St Luke St John the Baptist, Eucharist, 6.30pm 18th October
Today the church celebrates the feast of St Luke. Christian tradition identifies Luke as the author not just of the third gospel but also of the Acts of the Apostles. It also identifies this person as the Luke who was a companion of Paul. If this is correct then we know a little more about him than just that. In the epistle to the Colossians, Luke is described as a well-loved healer or physician. One of the odd things, however, is that despite this in neither the gospel that bears his name nor in the Acts of the Apostles does Luke show any especial interest in healing, or in sickness. He uses no technical language for bodies or healing nor does he tell any more stories about healing than Matthew does. It’s a curious anomaly if the tradition is correct that he was indeed a physician.
What Luke is interested in, however, is words. He makes very clear at the start of the gospel – and again at the start of Acts – that what he was doing was carefully and painstakingly sifting words, placing them next to each other, building his story of Jesus block by block, narrative by narrative, section by section so that we who read it ‘might believe’. Luke made it as clear as he could that he believed that words were important, it wasn’t just telling the story of Jesus that mattered but how you told it that was crucial. In the Gospel’s opening verses, he states clearly that he didn’t think that the existing accounts of Jesus did a good enough job so he had crafted his words carefully to do a better one. Whatever Luke’s status as a physician really was, I have long believed in Luke as a wordsmith, as someone who healed through words, however else he healed as well. This may seem an odd thing to say, so let me explain what I mean.
For those of us brought up on the doggerel children’s rhyme ‘sticks and stones may break my bones but words can never harm me’, it can seem as though words are insubstantial and relatively unimportant. They have their place but pale into insignificance alongside the real things of life like sticks and stones. The rhyme has, however, always sat uncomfortably with me. I grew up in a very rough part of Manchester and can tell you from personal experience that sticks and stones really can break your bones, but bones mend, cuts and grazes heal over; words, however, adhere to the soul, undermining your sense of self and your confidence for years after any broken bones have mended. Conversely words – the right words, well-chosen and carefully placed - can bring healing, wholeness and hope.
It is vital that we remember the power of words as we trudge onwards through this seemingly never-ending Covid pandemic. While we cast around for any remaining shreds of resilience and hope that we might be able to locate, Luke, I think, would want to remind us of words and of their significance. It is no mistake, for example, that the most well-known and well-loved of Jesus’ parables are preserved and retold by Luke – the parable of the Good Samaritan and of the Prodigal Son – are parables that speak deeply to us of relationship and compassion, of restoration and forgiveness.
One of the striking features of Luke’s storytelling is that while he is, clearly, very careful in how he chooses words, where he places them and how he links episodes, he leaves many loose threads as well. His stories are spacious and expansive inviting us to enter them, to walk around in them and to use our imagination to fill in the missing details. Luke uses words so carefully in his Gospel to point us to truth.
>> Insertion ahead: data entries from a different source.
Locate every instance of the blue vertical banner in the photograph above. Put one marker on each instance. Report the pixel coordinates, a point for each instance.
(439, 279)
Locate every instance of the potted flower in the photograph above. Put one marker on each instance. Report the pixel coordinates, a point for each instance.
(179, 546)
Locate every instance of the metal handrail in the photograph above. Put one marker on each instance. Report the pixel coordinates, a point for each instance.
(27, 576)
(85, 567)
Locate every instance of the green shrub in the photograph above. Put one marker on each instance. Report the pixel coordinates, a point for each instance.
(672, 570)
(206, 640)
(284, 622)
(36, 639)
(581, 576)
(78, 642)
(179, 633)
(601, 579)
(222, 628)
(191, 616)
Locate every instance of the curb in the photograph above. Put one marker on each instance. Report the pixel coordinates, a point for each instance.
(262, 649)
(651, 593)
I have always found stories – whether in the Bible or outside of it – to be profoundly nourishing to my soul. The right story, encountered at the right time, is like a door propped open on a dark cold night through which light streams inviting us to lay down our burdens for a while, to step inside and find a different world where other characters have their own burdens, fears and anxieties. As we walk with them through the story, we learn more about ourselves, about God and about the world around us. Probably most importantly of all, stories give us respite from the wear and tear of our own worries and concerns. When we step back out of the story again, the burdens we left outside can often feel lighter and less cumbersome.
Well placed words and well-crafted stories are, in my view, one of the key tools in the resilience tool box. I may be being fanciful but everything I know about St Luke, evangelist and well-loved physician, suggests to me that he would agree, that the right words carefully chosen and laid down in the right way point onwards to what is true and therefore also to hope. On this St Luke’s day, therefore, I commend to you words, words which stick fast to the soul and provide hope. Whether you read poems or stories, novels or short phrases seek out those words that will nourish and sustain you on the journey ahead.
I would like to leave you with Luke’s own words, the opening four verses to his gospel,
Many people have endeavoured to compose a well ordered account of the things that came to fulfillment in our midst, 2 just as they were passed on to us by those who were eyewitnesses and servants of the word from the start, 3 I too decided, after looking into everything carefully from the very beginning, to write a carefully organized account for you, most honorable Theophilus, lover of God, 4 so that you may know the truth about the things you’ve been taught.